To hear Sean Spicer tell it, President Trump is the rough equivalent of an action-movie hero who had to cut the red wire before a ticking time bomb exploded.

“There was a very short period of time in which we had something to execute that ensured that the people of the United States were safe,” the White House press secretary said on MSNBC's “Morning Joe” on Monday.

Spicer was, of course, talking about the travel order Trump signed on Friday that caused mass confusion over the weekend, as airports moved to enforce a temporary ban on entry into the United States for migrants from seven mostly Muslim countries and refugees from around the world.

Border agents — and even members of the president's own team — seemed uncertain of the scope. Trump's chief of staff, Reince Priebus, said on NBC's “Meet the Press” Sunday that green-card holders would not be affected, but Homeland Security Secretary John F. Kelly said they would be scrutinized and readmitted — or not — on a “case by case” basis.

Couldn't the White House have maybe explained things a little better?

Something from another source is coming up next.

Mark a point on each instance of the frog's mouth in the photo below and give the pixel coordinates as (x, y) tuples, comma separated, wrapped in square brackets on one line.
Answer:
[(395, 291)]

Gotten everyone on the same page?

There was no time, according to Spicer. “What happened if we didn't act and somebody was killed?” he said. That rationale led to this exchange with New York Times reporter Jeremy Peters, who was on the “Morning Joe” panel:

PETERS: Was there an imminent threat? I mean, that's what you seem to be implying. But there was no imminent threat.

SPICER: No, no, no. But what I'm saying is, what I'm going to tell you is, if something had happened and your answer would have been, “Well, if you guys had acted quicker, we could have saved that person.” Too many of these cases that have happened — whether you're talking about San Bernardino, Atlanta — they've happened ...

PETERS: Did you have information that something like that was going to happen?

SPICER: Do you wait until you do? The answer is you act now to protect the future.

By Spicer's own admission, there was no ticking time bomb — none that Action Hero Trump knew about, anyway. But the White House's message seems to be that Americans should feel like a countdown clock is always approaching zero and that it is best to just start cutting wires. Right now.

From a media relations standpoint, there is a real benefit to making people feel this way: Whenever reporters ask why the president took a certain action, Spicer's fallback response can be that someone could have died.

Fear is a powerful tool. And the White House is using it to try to avoid giving a real explanation for why this action was necessary.